過去の彼女の行動を振り返ってみると、ブスなりに一生懸命で可愛げがあったかもしれないと思えてくる。
そうなると、初対面の時に、もう少しくらい優しくしてやればよかったかなと、ショーは少しだけ反省することとなった。
夜、共寝してやることは無理でも、たまに話しかけてやるくらいでも、満足させられたのかもしれないし。
とにかく、だ。過去に戻るのは無理な話だが、これから彼女にしてやれることはきっとある。
たとえば、そう――ショーが話しかけてやるだけで、祐奈にとっては最高の思い出になるはず。
自分はアリス隊所属で接点がないのだから、ここで少々ねぎらってやるくらい、面倒なことにもならないだろう。それでもしも勘違いして迫って来るようなことがあれば、「悪いが、抱いてやるのは無理だ」ときっぱり言って聞かせればいい。
思い返してみると、彼女は割と大人しい性分のようだったから、きつく言ってやれば理解してくれそうだしな。

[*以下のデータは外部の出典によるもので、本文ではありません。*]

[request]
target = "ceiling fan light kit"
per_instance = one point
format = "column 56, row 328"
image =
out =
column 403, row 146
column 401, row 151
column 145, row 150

もしも万が一、彼女が恋心を暴走させて付き纏ってくるようなら、今は祐奈隊の責任者はラング准将なのだから、彼を通して苦情を訴えるという方法も取れる。
前は『直』だったので、すべて自分で対処しなければならず、面倒だった。あいだに誰か挟めるというのは、気が楽なものである。
魔法行使後に祐奈が向かった場所はちゃんと確認しておいた。
――彼女が乗り込んだ馬車の扉は、外側に大きく開かれている。
それを見たショーは、彼女は自分を待っているのだなと考えた。ああまったく……やれやれ。
お礼を言ってほしくて、今か今かと待ち構えているのだろう。
やはりこのまま無視せずに、リスキンドに面会を申し込んでみてよかった。あそこまでして健気に治してくれたのに、期待を裏切ってそのまま放置では、さすがに可哀想すぎるものな。
ここはひとつショーが大人になって、ファンにサービスする舞台俳優のように振舞ってやれば、彼女は歓喜にむせび泣くに違いないのだ。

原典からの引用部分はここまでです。